Definition of Native Peoples Law
Native Peoples Law governs the Native Americans, Native Hawaiians, and Alaska Natives that live in the United States. These Native Americans are actually governed by multiple legal structures. First, each tribe may create and enforce its own tribal law. The federal government issued several statutes and treaties that affect the provision of services to people on Native American reservations. Some states may also impose some restrictions on Native Americans.
Practice Area Notes
Lawyers who are experts in Native Peoples Law handle a wide variety of issues. Many of these lawyers work for the tribes or for the state in which the reservation is located. They help Native Americans find work or set up businesses with the people surrounding the reservation, or help the state enforce laws that apply to Native Americans.
Some lawyers work within the tribes and help tribe members handle resolve their internal disputes or access government services to which they are entitled. Unfortunately, American reservations are often in remote areas and suffer from rampant poverty, and many Native Americans have trouble accessing essential legal services.
Related Practice Areas
- International Law: Tribes are considered "sovereign governments" that live within the United States. As such, the federal laws that govern Native Americans are largely contained in treaties.

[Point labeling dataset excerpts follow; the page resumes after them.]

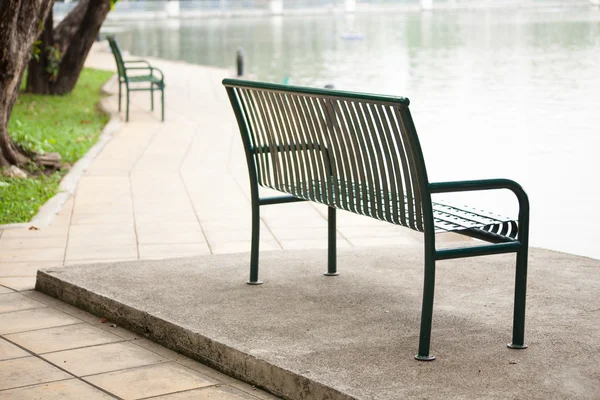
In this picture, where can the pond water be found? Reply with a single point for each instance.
(497, 93)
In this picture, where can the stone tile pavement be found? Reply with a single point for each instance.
(157, 190)
(50, 350)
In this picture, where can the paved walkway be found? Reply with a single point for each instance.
(157, 190)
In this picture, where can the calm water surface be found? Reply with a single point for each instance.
(512, 94)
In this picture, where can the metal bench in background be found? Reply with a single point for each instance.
(360, 153)
(148, 80)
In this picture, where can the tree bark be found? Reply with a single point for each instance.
(38, 79)
(73, 38)
(20, 22)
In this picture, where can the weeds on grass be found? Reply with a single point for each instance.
(68, 125)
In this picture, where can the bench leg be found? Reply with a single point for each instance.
(162, 102)
(152, 98)
(255, 244)
(518, 340)
(127, 107)
(331, 246)
(427, 308)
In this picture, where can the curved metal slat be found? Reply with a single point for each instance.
(287, 140)
(281, 141)
(307, 151)
(315, 151)
(248, 108)
(347, 157)
(271, 142)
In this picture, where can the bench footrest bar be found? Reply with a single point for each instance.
(500, 248)
(517, 346)
(425, 358)
(266, 201)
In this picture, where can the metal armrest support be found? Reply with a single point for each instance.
(488, 184)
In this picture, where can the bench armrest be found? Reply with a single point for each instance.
(136, 62)
(491, 184)
(150, 68)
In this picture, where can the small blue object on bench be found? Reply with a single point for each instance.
(151, 79)
(361, 153)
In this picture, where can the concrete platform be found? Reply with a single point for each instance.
(305, 336)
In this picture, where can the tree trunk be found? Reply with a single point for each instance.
(65, 48)
(38, 77)
(19, 28)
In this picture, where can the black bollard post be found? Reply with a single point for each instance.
(239, 60)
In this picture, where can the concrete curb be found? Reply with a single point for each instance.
(235, 363)
(68, 185)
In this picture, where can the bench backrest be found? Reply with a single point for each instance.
(352, 151)
(116, 50)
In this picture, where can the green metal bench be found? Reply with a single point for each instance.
(360, 153)
(144, 82)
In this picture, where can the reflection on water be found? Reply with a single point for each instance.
(510, 94)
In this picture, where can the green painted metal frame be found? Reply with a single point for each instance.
(156, 83)
(431, 254)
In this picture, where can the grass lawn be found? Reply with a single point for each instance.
(68, 125)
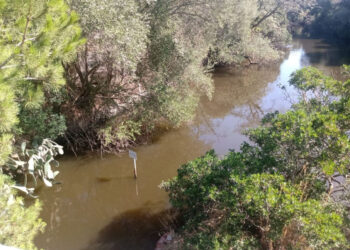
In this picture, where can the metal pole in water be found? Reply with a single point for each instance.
(135, 169)
(133, 155)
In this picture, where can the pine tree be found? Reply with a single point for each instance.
(35, 37)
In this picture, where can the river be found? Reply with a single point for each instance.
(99, 205)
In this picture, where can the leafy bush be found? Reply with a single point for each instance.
(278, 192)
(18, 224)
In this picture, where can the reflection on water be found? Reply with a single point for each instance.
(99, 204)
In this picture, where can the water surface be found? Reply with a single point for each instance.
(99, 205)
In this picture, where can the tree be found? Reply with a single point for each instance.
(18, 224)
(32, 48)
(279, 191)
(224, 206)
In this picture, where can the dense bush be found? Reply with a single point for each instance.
(18, 224)
(278, 191)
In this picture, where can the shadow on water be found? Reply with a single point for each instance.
(137, 229)
(327, 55)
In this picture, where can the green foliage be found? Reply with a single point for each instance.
(18, 224)
(38, 124)
(278, 192)
(32, 48)
(330, 20)
(36, 163)
(224, 206)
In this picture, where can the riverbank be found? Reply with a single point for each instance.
(76, 211)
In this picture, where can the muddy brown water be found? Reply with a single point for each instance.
(99, 205)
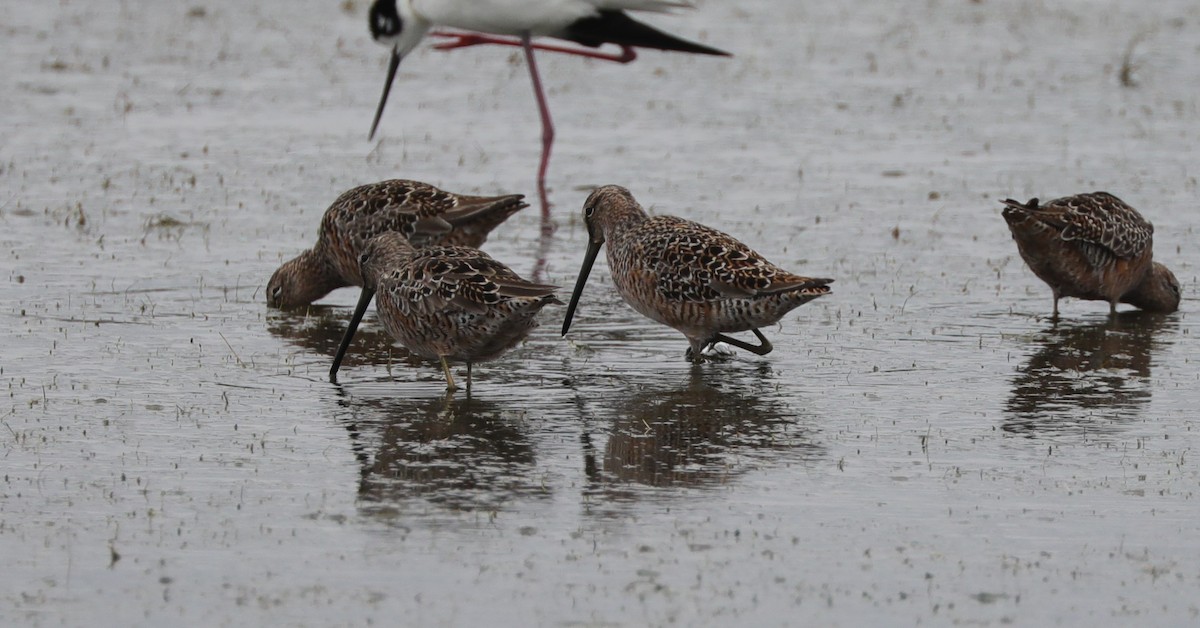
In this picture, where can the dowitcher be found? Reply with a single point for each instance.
(688, 276)
(402, 24)
(1092, 246)
(419, 211)
(445, 303)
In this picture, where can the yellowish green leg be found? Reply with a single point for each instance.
(445, 369)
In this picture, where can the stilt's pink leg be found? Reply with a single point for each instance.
(547, 125)
(463, 40)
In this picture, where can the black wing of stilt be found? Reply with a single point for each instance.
(616, 27)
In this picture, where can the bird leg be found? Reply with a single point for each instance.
(547, 125)
(463, 40)
(445, 369)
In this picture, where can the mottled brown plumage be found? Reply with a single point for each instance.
(688, 276)
(1092, 246)
(445, 303)
(419, 211)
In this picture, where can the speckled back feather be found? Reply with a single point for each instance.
(697, 263)
(1097, 219)
(421, 213)
(1092, 246)
(451, 301)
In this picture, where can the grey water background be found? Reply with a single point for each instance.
(923, 447)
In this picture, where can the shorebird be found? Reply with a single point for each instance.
(419, 211)
(1092, 246)
(402, 24)
(685, 275)
(445, 303)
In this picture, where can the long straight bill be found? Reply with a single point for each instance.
(387, 89)
(359, 310)
(588, 259)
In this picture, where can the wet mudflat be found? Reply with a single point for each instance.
(922, 447)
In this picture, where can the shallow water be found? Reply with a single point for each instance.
(922, 447)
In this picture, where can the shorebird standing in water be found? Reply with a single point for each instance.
(445, 303)
(1092, 246)
(419, 211)
(402, 24)
(685, 275)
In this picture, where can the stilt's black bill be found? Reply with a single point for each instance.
(359, 310)
(387, 89)
(762, 348)
(588, 259)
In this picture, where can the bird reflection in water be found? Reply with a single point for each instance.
(713, 429)
(1087, 377)
(456, 453)
(318, 329)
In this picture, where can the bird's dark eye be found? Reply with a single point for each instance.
(385, 21)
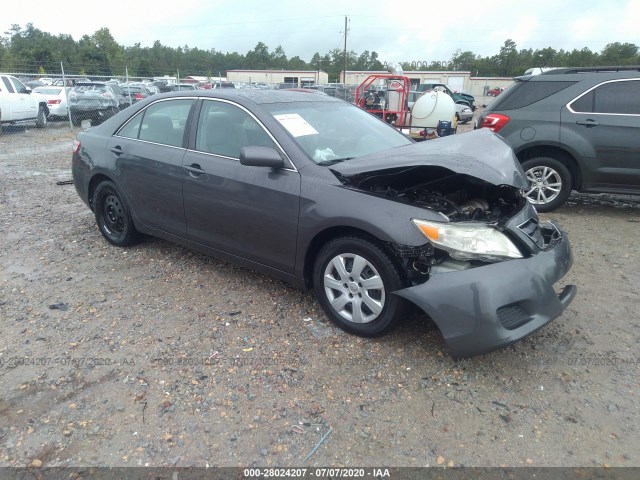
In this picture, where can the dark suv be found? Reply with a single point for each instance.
(572, 129)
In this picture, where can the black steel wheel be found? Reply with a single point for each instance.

- Municipal Law: Many tribes operate very similarly to cities on U.S. soil and must create ordinances for taxes, business licenses, police power, and other essentials.
- Business Law: Many Native Americans wish to create businesses and market to people outside the reservation, and must set up their business according to applicable state and federal laws.
- Land Use Law: The federal government sets aside land specifically for use by Native Americans.
- Estate Planning: Native Americans are subject to different estate laws than other American citizens.